I frontalieri rubano il lavoro ai ticinesi?

Per quel che riguarda il settore della costruzione, la risposta è no. Il numero dei frontalieri occupati nel settore è aumentato, è vero, ma è aumentata anche la cifra complessiva degli addetti: la proporzione fra stranieri e svizzeri è così rimasta praticamente costante.

Questi dati emergono da uno studio dell’Istituto per le ricerche economiche sul mercato del lavoro in Ticino, presentati dal ricercatore Moreno Baruffini alla conferenza su bilaterali e occupazione nell’edilizia organizzata dalla sezione ticinese della Società svizzera degli impresari costruttori in occasione di Edilespo, l’annuale vetrina dell’edilizia ticinese.
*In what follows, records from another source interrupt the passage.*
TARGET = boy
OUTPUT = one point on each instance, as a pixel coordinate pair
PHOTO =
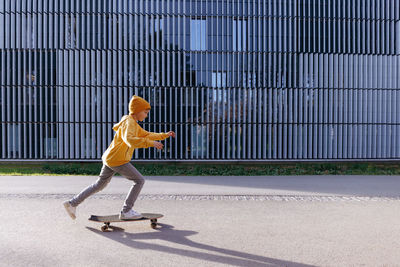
(129, 135)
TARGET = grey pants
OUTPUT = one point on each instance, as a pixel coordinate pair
(128, 171)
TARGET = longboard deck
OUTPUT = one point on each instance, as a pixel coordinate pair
(115, 218)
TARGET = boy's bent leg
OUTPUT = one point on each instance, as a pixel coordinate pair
(104, 178)
(133, 174)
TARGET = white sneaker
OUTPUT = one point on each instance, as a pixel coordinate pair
(71, 210)
(130, 215)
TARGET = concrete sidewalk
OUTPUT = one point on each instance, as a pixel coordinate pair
(330, 185)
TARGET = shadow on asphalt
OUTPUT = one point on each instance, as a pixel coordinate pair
(168, 233)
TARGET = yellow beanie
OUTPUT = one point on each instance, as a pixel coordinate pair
(138, 104)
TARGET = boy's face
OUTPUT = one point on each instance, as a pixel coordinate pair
(142, 115)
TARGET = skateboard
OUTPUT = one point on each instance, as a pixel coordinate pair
(115, 218)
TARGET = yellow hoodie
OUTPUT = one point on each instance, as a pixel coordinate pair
(129, 135)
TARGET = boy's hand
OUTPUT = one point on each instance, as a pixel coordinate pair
(171, 133)
(158, 145)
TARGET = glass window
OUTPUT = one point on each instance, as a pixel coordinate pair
(218, 79)
(198, 34)
(398, 37)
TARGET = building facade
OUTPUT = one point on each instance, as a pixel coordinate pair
(255, 80)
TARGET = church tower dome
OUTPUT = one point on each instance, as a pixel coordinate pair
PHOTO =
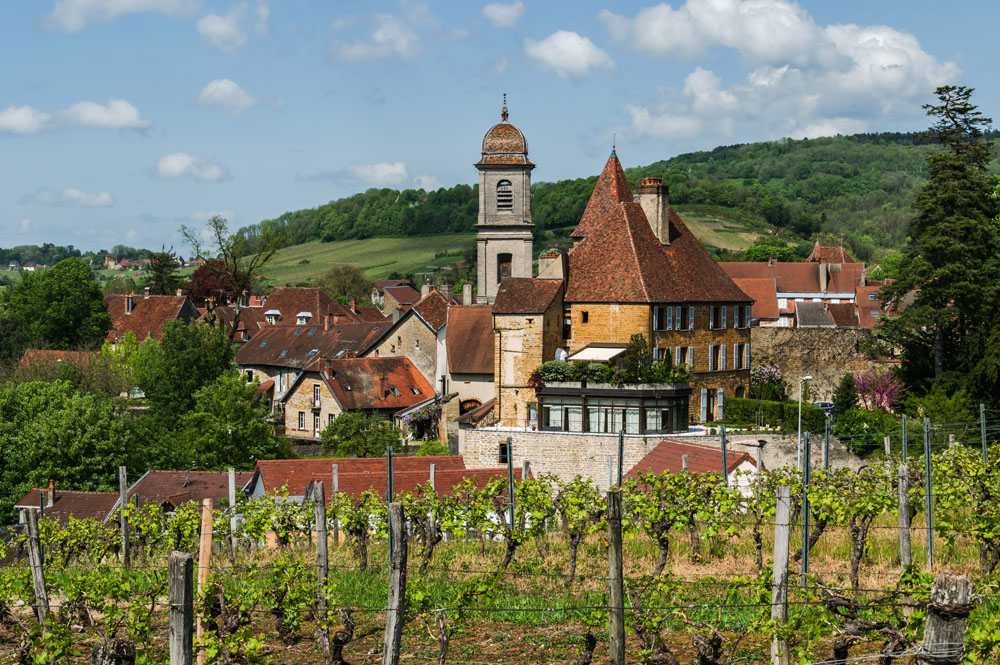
(505, 230)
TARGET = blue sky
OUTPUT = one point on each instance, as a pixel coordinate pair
(122, 119)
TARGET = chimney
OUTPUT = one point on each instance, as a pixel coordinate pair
(654, 198)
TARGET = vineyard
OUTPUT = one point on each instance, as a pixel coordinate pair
(489, 580)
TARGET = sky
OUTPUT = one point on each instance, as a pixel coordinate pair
(121, 120)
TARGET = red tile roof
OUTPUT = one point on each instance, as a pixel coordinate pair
(666, 456)
(620, 259)
(375, 383)
(469, 339)
(762, 290)
(297, 475)
(294, 346)
(526, 295)
(148, 314)
(80, 505)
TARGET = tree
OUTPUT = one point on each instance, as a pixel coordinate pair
(232, 261)
(346, 281)
(62, 307)
(226, 427)
(951, 263)
(162, 278)
(356, 434)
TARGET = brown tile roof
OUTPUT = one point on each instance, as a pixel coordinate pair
(829, 254)
(433, 308)
(666, 456)
(620, 259)
(148, 314)
(525, 295)
(294, 346)
(469, 339)
(375, 383)
(765, 297)
(32, 357)
(297, 475)
(80, 505)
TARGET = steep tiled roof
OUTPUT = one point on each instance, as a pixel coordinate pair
(470, 339)
(302, 346)
(525, 295)
(297, 475)
(762, 290)
(81, 505)
(433, 308)
(375, 383)
(148, 313)
(620, 259)
(49, 357)
(667, 456)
Quanto siano indispensabili i frontalieri al settore della costruzione è stato messo in evidenza anche dal segretario della società dei costruttori Edo Bobbià, che ha sottolineato come “senza questa manodopera gli imprenditori non avrebbero

Edo Bobbià

potuto raggiungere quei risultati positivi che hanno ottenuto.” Nell’edilizia, anche questo risulta dallo studio, si è addirittura riscontrato una diminuzione della disoccupazione.

In generale, dopo l’entrata in vigore dei bilaterali l’economia ticinese ha conosciuto una notevole crescita, appena scalfita dalle fluttuazioni della congiuntura. Dal 1998 al 2008 i posti di lavoro in Ticino sono aumentati da 151mila a 178mila. Dell’aumento degli impieghi (+27mila) hanno approfittato sia i frontalieri che i residenti.

La pubblicazione dello studio completo, attesa per le prossime settimane, dovrebbe permettere di capire se la crescita è avvenuta al costo di una pressione al ribasso sui salari. Nei settori non sottoposti ai contratto collettivi di lavoro, o dove non sono stati resi obbligatori i salari minimi, ciò è sicuramente avvenuto.

Lorenzo Quadri

È il caso del settore terziario, dove secondo Lorenzo Quadri, municipale di Lugano e Gran consigliere della Lega dei ticinesi, si è riscontrato una crescita ingiustificata del numero dei frontalieri, in quanto ci sarebbero abbastanza ticinesi per coprire la domanda. Quadri ritiene che in questi settori, nelle assunzioni si dovrebbe tornare a dare la precedenza ai residenti.

L’avvocato Michele Rossi, delegato per le relazioni con Berna e con Roma delle associazioni dell’economia ticinese, confida piuttosto nell’efficacia delle misure accompagnamento previste dai bilaterali, come i controlli sul mercato del lavoro e i provvedimenti contro il dumping salariale. “La concorrenza deve avvenire nel campo della qualità, non in quello dei prezzi,” ha affermato Rossi.

Reciprocità a senso unico

Dove i bilaterali hanno per ora fatto cilecca è il campo della reciprocità. Mentre il mercato ticinese è diventato più accessibile agli imprenditori stranieri, l’accesso al mercato italiano da parte degli imprenditori ticinesi rimane difficile. Va anche detto che la situazione economica favorevole di cui godono in patria gli imprenditori svizzeri non li ha spinti a tentare la strada dell’espansione all’estero più di tanto. Ma quelli che ci hanno provato hanno incontrato notevoli difficoltà.

Gli ostacoli rilevati sono da una parte una burocrazia già di per se complessa, che non è né abituata, né particolarmente interessata a confrontarsi con le esigenze particolari degli imprenditori svizzeri, che non sono né italiani, né comunitari. Dall’altra c’è la difficile situazione economica italiana, che rende difficile, soprattutto a distanza, procedere all’incasso delle fatture emesse per il lavoro svolto.

Sull’esistenza di queste difficoltà, a cui si aggiungono le trovate del Ministero dell’ economia italiano per cercare di frenare l’evasione fiscale, è d’accordo anche Michele Rossi. La Svizzera, rileva Rossi, applica diligentemente gli accordi bilaterali, mentre da parte italiana molto sovente ciò non viene fatto o viene fatto in modo molto approssimativo. Per segnalare all’Italia che è anche nel suo interesse rispettare gli accordi, sarebbe forse il caso, propone Rossi, di “diventare un po’ più italiani e un po’ meno svizzeri”.